Animal care and the general protocols for animal use were approved by the Institutional Animal Care and Use Committee of Shandong Jining No.1 People's Hospital. Adult male Sprague-Dawley (SD) rats (n=16; 220–240 g, 8–10 week) were purchased form Animal experiment center of Shandong University (Shandong, China) and kept at 22–24°C, 45–55% relative humidity, and in a 12 h light/dark cycle, with free access to water and food. All SD rats were randomly assigned to a sham group (n=6) and a stroke model group (n=10). Prior to experimental surgery, the rats were fasted and then anaesthetized with 35 mg/kg pentobarbital sodium (intraperitoneal). Rats were placed in the supine position and then hair was removed at the neck. The external carotid artery, right common carotid artery, internal carotid artery and the pterygopalatine artery were separated and exposed at the inner edge of sternocleidomastoid. Then, the external carotid and the pterygopalatine arteries were ligated at 1 cm distal and the right common carotid artery was occluded with aneurysm clips. A small incision was made in external carotid artery from ligation at the proximal end and the external carotid artery was pulled at proximal end with the internal carotid artery. A nylon filament silicone resin-coated tip (220 µm × 4 mm) was inserted into the internal carotid artery and the filament was removed after 2 h for the induction of ischemia. The artery was ligated and the wound sutured and sterilized.
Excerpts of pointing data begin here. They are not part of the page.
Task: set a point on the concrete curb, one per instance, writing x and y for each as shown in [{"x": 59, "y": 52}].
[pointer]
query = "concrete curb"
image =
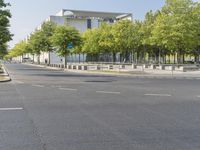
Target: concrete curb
[
  {"x": 5, "y": 75},
  {"x": 125, "y": 74}
]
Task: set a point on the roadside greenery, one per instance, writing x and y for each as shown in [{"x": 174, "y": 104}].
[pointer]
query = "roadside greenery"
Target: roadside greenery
[
  {"x": 5, "y": 35},
  {"x": 168, "y": 35}
]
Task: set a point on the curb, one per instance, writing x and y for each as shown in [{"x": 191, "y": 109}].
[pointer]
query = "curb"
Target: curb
[
  {"x": 5, "y": 75},
  {"x": 125, "y": 74}
]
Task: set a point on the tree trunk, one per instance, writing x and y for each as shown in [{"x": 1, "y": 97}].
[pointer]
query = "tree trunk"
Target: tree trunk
[
  {"x": 114, "y": 57},
  {"x": 79, "y": 58}
]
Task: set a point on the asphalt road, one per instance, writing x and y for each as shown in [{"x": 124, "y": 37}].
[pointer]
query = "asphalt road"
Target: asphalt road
[{"x": 45, "y": 109}]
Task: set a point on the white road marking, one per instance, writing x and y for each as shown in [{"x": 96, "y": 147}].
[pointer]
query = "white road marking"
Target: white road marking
[
  {"x": 36, "y": 85},
  {"x": 108, "y": 92},
  {"x": 68, "y": 89},
  {"x": 5, "y": 109},
  {"x": 167, "y": 95},
  {"x": 19, "y": 82}
]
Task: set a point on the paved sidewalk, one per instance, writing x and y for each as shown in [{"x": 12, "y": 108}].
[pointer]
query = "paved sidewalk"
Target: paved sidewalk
[
  {"x": 151, "y": 73},
  {"x": 4, "y": 76}
]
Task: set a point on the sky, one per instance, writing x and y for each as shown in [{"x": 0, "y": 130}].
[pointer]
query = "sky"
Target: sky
[{"x": 28, "y": 14}]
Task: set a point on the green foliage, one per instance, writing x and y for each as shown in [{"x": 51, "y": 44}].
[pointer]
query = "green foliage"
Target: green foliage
[
  {"x": 47, "y": 30},
  {"x": 5, "y": 34},
  {"x": 172, "y": 30}
]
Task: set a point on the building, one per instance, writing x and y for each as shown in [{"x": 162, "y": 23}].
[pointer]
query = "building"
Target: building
[{"x": 81, "y": 20}]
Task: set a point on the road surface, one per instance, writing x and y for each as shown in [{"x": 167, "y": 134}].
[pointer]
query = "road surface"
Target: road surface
[{"x": 42, "y": 109}]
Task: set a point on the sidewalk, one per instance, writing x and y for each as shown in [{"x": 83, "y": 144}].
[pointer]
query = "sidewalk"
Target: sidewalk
[
  {"x": 4, "y": 76},
  {"x": 149, "y": 73}
]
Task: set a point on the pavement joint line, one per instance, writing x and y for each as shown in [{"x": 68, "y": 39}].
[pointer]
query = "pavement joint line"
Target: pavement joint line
[
  {"x": 166, "y": 95},
  {"x": 19, "y": 82},
  {"x": 37, "y": 85},
  {"x": 6, "y": 109},
  {"x": 108, "y": 92},
  {"x": 68, "y": 89}
]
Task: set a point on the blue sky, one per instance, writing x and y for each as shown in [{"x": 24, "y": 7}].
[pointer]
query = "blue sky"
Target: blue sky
[{"x": 28, "y": 14}]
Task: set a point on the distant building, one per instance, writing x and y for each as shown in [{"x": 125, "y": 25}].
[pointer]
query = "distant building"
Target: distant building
[{"x": 81, "y": 20}]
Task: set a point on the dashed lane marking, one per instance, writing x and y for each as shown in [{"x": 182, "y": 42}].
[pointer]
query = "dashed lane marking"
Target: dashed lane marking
[
  {"x": 166, "y": 95},
  {"x": 37, "y": 85},
  {"x": 68, "y": 89},
  {"x": 6, "y": 109}
]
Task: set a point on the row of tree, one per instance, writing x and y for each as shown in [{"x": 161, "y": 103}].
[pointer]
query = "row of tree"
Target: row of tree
[{"x": 172, "y": 32}]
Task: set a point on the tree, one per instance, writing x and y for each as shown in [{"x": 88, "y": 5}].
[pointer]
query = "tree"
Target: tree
[
  {"x": 64, "y": 38},
  {"x": 123, "y": 32},
  {"x": 172, "y": 28},
  {"x": 47, "y": 30},
  {"x": 5, "y": 34}
]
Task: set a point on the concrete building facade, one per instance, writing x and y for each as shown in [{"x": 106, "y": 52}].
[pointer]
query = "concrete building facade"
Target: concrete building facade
[{"x": 81, "y": 20}]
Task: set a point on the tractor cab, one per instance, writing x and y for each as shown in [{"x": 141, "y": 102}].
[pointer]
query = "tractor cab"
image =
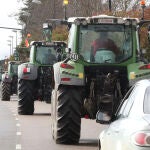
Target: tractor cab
[
  {"x": 105, "y": 39},
  {"x": 47, "y": 53}
]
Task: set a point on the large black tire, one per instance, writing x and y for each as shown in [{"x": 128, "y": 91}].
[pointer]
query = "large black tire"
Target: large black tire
[
  {"x": 26, "y": 97},
  {"x": 6, "y": 92},
  {"x": 66, "y": 115}
]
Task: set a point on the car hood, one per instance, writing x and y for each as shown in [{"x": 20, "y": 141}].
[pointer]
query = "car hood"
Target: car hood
[{"x": 147, "y": 118}]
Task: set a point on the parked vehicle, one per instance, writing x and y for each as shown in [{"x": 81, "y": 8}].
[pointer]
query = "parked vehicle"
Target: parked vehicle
[
  {"x": 129, "y": 128},
  {"x": 35, "y": 77}
]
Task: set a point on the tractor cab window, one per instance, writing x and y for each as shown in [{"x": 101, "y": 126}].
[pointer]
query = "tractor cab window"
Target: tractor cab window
[
  {"x": 105, "y": 43},
  {"x": 45, "y": 55},
  {"x": 14, "y": 69}
]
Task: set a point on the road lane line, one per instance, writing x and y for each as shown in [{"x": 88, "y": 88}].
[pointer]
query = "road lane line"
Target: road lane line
[
  {"x": 18, "y": 146},
  {"x": 18, "y": 125},
  {"x": 18, "y": 133}
]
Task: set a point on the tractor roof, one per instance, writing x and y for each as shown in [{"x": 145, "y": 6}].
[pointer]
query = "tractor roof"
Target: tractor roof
[
  {"x": 102, "y": 19},
  {"x": 44, "y": 43}
]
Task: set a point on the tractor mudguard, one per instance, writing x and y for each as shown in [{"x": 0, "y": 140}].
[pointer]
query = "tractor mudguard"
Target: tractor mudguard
[
  {"x": 27, "y": 71},
  {"x": 6, "y": 78},
  {"x": 68, "y": 76}
]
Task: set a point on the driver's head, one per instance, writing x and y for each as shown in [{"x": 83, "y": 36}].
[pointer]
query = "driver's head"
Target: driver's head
[{"x": 104, "y": 34}]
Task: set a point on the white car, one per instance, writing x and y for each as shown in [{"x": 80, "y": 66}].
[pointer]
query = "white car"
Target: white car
[{"x": 129, "y": 128}]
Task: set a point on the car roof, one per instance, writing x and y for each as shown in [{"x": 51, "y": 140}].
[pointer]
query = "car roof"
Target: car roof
[{"x": 143, "y": 82}]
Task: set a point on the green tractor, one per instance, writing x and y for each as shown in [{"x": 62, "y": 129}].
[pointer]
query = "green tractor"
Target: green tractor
[
  {"x": 95, "y": 76},
  {"x": 9, "y": 81},
  {"x": 35, "y": 77},
  {"x": 1, "y": 72}
]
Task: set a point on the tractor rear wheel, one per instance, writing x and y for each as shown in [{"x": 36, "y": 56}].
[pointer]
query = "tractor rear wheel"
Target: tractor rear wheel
[
  {"x": 5, "y": 91},
  {"x": 66, "y": 115},
  {"x": 26, "y": 97}
]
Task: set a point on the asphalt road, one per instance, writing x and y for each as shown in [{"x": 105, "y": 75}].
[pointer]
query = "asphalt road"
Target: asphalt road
[{"x": 24, "y": 132}]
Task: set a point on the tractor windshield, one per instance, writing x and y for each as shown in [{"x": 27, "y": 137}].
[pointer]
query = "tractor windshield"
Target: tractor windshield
[
  {"x": 105, "y": 43},
  {"x": 45, "y": 55},
  {"x": 14, "y": 68}
]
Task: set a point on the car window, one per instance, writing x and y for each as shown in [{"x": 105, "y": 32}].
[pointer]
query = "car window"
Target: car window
[
  {"x": 146, "y": 105},
  {"x": 130, "y": 97}
]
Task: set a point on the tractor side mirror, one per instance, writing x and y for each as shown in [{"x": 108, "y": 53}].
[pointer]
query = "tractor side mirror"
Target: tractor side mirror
[
  {"x": 68, "y": 50},
  {"x": 103, "y": 117}
]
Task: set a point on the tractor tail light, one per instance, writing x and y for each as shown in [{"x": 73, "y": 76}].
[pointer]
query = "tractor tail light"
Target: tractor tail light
[
  {"x": 26, "y": 70},
  {"x": 141, "y": 139},
  {"x": 66, "y": 66},
  {"x": 147, "y": 66}
]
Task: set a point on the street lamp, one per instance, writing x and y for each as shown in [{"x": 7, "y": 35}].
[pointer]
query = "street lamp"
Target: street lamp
[
  {"x": 109, "y": 5},
  {"x": 65, "y": 3},
  {"x": 142, "y": 3},
  {"x": 10, "y": 48},
  {"x": 15, "y": 31},
  {"x": 12, "y": 42}
]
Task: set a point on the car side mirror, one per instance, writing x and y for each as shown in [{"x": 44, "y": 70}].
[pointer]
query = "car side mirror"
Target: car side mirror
[
  {"x": 103, "y": 117},
  {"x": 68, "y": 50}
]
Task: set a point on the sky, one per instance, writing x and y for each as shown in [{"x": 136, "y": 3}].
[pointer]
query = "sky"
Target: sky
[{"x": 7, "y": 9}]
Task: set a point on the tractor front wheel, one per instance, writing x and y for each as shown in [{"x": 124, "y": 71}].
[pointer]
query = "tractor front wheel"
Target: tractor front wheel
[
  {"x": 5, "y": 91},
  {"x": 66, "y": 115}
]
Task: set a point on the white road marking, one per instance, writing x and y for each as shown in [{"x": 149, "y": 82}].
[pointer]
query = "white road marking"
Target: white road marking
[
  {"x": 18, "y": 133},
  {"x": 18, "y": 146},
  {"x": 17, "y": 119},
  {"x": 18, "y": 125}
]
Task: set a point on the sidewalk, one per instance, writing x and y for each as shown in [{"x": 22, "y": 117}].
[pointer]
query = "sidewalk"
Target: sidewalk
[{"x": 7, "y": 128}]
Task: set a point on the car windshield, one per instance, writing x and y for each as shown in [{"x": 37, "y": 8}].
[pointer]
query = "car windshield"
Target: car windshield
[
  {"x": 105, "y": 43},
  {"x": 45, "y": 55}
]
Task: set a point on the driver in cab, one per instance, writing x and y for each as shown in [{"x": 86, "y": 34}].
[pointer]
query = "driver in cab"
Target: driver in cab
[{"x": 104, "y": 47}]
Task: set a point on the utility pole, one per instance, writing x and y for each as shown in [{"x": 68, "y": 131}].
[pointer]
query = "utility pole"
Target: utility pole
[
  {"x": 65, "y": 3},
  {"x": 109, "y": 5}
]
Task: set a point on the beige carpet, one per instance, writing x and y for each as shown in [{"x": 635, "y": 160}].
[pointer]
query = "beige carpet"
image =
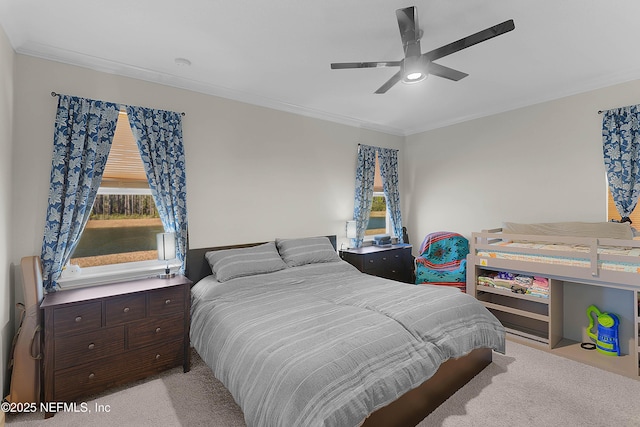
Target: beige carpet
[{"x": 527, "y": 387}]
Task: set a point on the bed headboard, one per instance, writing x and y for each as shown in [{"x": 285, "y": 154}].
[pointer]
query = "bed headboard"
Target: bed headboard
[{"x": 198, "y": 267}]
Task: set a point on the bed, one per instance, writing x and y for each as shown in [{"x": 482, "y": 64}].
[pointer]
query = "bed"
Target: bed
[
  {"x": 599, "y": 253},
  {"x": 301, "y": 338}
]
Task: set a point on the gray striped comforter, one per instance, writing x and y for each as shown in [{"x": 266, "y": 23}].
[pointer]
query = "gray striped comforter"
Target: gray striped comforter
[{"x": 325, "y": 345}]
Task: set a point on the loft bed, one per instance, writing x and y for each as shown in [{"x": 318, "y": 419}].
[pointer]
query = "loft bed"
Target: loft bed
[
  {"x": 332, "y": 285},
  {"x": 592, "y": 253}
]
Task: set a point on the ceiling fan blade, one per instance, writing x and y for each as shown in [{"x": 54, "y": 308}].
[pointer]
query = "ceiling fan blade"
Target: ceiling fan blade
[
  {"x": 408, "y": 24},
  {"x": 446, "y": 72},
  {"x": 380, "y": 64},
  {"x": 389, "y": 83},
  {"x": 471, "y": 40}
]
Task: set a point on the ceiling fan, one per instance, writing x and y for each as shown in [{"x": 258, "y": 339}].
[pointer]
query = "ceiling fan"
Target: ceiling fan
[{"x": 416, "y": 66}]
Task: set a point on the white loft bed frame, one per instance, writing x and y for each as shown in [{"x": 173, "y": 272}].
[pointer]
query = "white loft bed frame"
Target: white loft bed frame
[
  {"x": 593, "y": 274},
  {"x": 531, "y": 313}
]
Total RNA from the brain samples or cell samples was extracted using TRIzol reagent (Thermo Fisher Scientific, Inc., Waltham, MA, USA). Then, 1 µg RNA was reverse transcribed using a commercial cDNA synthesis kit (Fermentas; Thermo Fisher Scientific, Inc.) at 42°C for 1 h and 85°C for 5 min. RTqPCR was performed in an ABI Prism 7500 system (Applied Biosystems; Thermo Fisher Scientific, Inc.) using SYBR Premix Ex Taq II (Thermo Fisher Scientific, Inc.). qPCR was as follows: 50°C for 10 min, 95°C for 10 min, and 40 cycles of 95°C for 30 sec, 60°C for 30 sec, and 72°C for 30 sec. The primers sequences were: miR-22 forward, 5′-TGCGCAGTTCTTCAGTGGCAAG-3′ and reverse, 5′-CCAGTGCAGGGTCCGAGGTATT-3′; U6 forward, 5′-CGCTTCGGCAGCACATATAC-3′ and reverse, 5′-AAATATGGAACGCTTCACGA-3′. The relative expression of miRNA-22 was calculated based on the 2^−ΔΔCq method (19).

Total mRNA was hybridized into the SurePrint G3 Mouse Whole Genome GE 8×60 K Microarray G4852A platform (Agilent Technologies, Inc., Santa Clara, CA, USA). Images were quantified and feature-extracted using Agilent Feature Extraction Software (version A.10.7.3.1; Agilent Technologies, Inc.).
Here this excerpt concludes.